The following targets runs these tests respectively:
* ``make -j check-hpvm-pass`` runs tests in ``hpvm_pass``: ``hpvm_pass/**/*.ll``.
These are regression and unit tests for HPVM passes.
*
``make -j check-hpvm-dnn`` runs all 20 DNN benchmarks under ``dnn_benchmarks/hpvm-c``
(10 DNNs x 2 versions) and validates their accuracy.
*Note* that this can take quite long due to the size of DNNs and datasets.
Depending on your hardware capability, this test can take 5-30 minutes.

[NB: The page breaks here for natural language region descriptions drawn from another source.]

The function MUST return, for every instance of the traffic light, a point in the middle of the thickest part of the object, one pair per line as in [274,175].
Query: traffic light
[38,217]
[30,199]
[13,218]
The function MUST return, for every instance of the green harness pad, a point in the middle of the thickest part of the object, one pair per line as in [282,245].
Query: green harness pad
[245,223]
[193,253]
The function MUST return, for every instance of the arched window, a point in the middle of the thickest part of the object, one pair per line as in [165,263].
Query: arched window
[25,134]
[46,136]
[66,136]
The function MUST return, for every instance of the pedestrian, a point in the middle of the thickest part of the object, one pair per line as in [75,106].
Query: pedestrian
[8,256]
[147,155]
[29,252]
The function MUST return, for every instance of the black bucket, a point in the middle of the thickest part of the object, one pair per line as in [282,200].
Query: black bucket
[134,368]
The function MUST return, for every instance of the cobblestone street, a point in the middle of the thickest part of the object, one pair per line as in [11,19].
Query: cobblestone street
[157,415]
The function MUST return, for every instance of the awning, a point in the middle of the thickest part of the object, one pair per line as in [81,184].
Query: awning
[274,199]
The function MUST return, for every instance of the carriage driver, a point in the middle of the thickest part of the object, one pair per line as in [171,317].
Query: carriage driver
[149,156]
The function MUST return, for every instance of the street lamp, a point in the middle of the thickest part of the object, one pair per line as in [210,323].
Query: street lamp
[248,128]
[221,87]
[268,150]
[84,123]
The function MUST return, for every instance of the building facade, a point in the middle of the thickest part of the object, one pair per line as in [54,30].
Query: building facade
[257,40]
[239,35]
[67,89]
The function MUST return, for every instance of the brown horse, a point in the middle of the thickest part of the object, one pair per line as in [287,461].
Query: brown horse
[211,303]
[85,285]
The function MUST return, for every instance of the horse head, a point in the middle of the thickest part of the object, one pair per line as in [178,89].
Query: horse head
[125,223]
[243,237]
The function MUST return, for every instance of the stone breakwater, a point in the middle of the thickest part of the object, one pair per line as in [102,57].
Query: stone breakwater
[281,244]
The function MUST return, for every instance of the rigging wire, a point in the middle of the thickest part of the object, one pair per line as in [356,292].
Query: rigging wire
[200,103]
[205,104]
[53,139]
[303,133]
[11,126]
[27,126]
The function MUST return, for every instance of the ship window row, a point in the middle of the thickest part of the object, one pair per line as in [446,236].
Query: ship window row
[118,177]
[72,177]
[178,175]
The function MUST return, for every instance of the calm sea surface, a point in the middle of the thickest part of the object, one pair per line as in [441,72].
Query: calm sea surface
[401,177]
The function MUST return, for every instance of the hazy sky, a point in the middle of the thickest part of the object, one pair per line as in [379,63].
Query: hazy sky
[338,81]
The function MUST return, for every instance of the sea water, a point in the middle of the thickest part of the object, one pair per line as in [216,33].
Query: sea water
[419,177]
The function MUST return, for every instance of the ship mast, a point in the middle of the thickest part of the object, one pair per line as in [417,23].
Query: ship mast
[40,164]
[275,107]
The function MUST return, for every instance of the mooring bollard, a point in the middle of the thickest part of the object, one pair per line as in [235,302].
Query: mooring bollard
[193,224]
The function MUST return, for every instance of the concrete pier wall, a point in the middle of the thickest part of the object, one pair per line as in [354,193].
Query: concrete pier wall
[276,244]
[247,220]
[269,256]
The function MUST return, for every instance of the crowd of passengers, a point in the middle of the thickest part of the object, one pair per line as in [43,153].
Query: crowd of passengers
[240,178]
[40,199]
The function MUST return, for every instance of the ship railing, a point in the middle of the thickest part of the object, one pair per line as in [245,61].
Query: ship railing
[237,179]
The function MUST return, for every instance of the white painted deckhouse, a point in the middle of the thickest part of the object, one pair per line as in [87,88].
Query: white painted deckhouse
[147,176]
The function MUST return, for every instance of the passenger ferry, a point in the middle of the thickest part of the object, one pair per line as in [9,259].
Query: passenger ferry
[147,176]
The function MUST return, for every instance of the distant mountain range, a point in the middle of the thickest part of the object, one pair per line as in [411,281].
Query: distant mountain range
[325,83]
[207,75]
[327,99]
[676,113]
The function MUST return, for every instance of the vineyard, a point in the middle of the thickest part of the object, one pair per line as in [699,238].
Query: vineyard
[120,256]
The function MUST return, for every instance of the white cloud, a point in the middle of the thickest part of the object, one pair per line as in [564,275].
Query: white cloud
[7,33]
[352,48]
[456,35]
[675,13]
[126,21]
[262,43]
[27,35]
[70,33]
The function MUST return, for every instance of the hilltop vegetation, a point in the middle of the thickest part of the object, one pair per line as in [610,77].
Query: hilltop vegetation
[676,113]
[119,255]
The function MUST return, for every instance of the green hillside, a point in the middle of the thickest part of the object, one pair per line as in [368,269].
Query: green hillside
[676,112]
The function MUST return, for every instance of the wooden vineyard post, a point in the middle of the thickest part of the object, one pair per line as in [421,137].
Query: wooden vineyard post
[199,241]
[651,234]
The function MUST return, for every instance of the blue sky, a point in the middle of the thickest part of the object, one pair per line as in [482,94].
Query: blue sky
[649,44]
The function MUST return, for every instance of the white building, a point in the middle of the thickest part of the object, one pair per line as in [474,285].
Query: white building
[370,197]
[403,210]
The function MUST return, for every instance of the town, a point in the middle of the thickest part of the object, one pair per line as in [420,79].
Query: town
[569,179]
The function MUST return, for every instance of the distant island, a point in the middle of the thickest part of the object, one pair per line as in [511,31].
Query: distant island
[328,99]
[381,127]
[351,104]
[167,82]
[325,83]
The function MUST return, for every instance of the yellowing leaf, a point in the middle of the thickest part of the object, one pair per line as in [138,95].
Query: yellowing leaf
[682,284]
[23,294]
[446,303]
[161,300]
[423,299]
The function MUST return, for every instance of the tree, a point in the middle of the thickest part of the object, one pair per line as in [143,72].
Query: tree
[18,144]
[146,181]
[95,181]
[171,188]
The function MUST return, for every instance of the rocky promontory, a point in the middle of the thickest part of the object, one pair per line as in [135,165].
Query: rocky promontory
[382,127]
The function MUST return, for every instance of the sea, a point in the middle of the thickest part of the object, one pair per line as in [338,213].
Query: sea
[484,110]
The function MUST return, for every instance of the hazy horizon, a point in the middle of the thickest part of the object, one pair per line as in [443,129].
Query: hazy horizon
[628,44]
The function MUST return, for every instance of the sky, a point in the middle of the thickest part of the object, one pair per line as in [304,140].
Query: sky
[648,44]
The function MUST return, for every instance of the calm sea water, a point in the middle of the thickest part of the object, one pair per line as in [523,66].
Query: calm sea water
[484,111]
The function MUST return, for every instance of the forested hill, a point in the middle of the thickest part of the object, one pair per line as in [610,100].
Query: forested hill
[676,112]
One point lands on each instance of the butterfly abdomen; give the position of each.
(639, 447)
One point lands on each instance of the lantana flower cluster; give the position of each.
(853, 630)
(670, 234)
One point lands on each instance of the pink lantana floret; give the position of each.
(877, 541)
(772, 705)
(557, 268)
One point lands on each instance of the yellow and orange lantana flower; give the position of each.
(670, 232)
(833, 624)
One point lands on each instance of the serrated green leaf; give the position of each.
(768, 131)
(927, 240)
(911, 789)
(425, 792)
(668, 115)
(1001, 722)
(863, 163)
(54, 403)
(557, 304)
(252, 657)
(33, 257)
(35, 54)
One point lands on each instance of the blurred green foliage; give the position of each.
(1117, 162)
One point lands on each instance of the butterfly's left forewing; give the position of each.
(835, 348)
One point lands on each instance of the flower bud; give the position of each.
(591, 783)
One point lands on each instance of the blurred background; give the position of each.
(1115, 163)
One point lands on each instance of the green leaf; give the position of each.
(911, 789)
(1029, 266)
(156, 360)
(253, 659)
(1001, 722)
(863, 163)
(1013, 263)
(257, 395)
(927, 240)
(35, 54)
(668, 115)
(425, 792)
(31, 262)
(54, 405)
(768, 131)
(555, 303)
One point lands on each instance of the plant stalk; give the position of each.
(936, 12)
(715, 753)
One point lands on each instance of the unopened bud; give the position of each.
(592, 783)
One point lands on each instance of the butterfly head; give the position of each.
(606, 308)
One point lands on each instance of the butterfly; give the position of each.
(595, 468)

Also, this is set to run sequentially out of GPU memory concerns.
*
``make -j check-hpvm-profiler`` runs ``hpvm-profiler`` on some smaller networks
(as it is extremely time-consuming) and presents the tradeoff curve with profiled speedup.
*Note* that if you're on an NVIDIA Jetson TX2, you may want to run
``bash dnn_benchmarks/profiling/jetson_clocks.sh``
to ensure that the clocks are running at the maximum frequency
Underneath, ``llvm-lit`` is used to discover and run the tests.
``benchmarks/`` can only be compiled in-source with ``make``.
We are working to migrate it into the ``cmake`` system.
Compiling Benchmarks
--------------------
This section explains how to compile the benchmarks without running them as tests.
HPVM-C DNN Benchmarks
^^^^^^^^^^^^^^^^^^^^^
To build (not run) all ``dnn_benchmarks/hpvm-c``, use ``make -j dnn_benchmarks``.
For each benchmark ``${bench_name}``, the binary is generated at
``${build_dir}/tools/hpvm/test/dnn_benchmarks/hpvm-c/${bench_name}``.
Alternatively, it's possible to build just 1 DNN benchmark.
The output of CMake shows a list of these benchmarks as target names, starting with
..
List of test dnn benchmarks: alexnet2_cifar10;alexnet2_cifar10...
Currently, there are 20 of them. These are:
.. list-table::
:header-rows: 1
* -
-
* - lenet_mnist
- lenet_mnist_cudnn
* - alexnet_cifar10
- alexnet_cifar10_cudnn
* - alexnet2_cifar10
- alexnet2_cifar10_cudnn
* - vgg16_cifar10
- vgg16_cifar10_cudnn
* - vgg16_cifar100
- vgg16_cifar100_cudnn
* - mobilenet_cifar10
- mobilenet_cifar10_cudnn
* - resnet18_cifar10
- resnet18_cifar10_cudnn
* - alexnet_imagenet
- alexnet_imagenet_cudnn
* - vgg16_imagenet
- vgg16_imagenet_cudnn
* - resnet50_imagenet
- resnet50_imagenet_cudnn
``_cudnn`` suffix indicates the code is generated onto cuDNN functions.
Otherwise they are generated to ``tensor_runtime`` DNN functions which are hand-written in CUDA.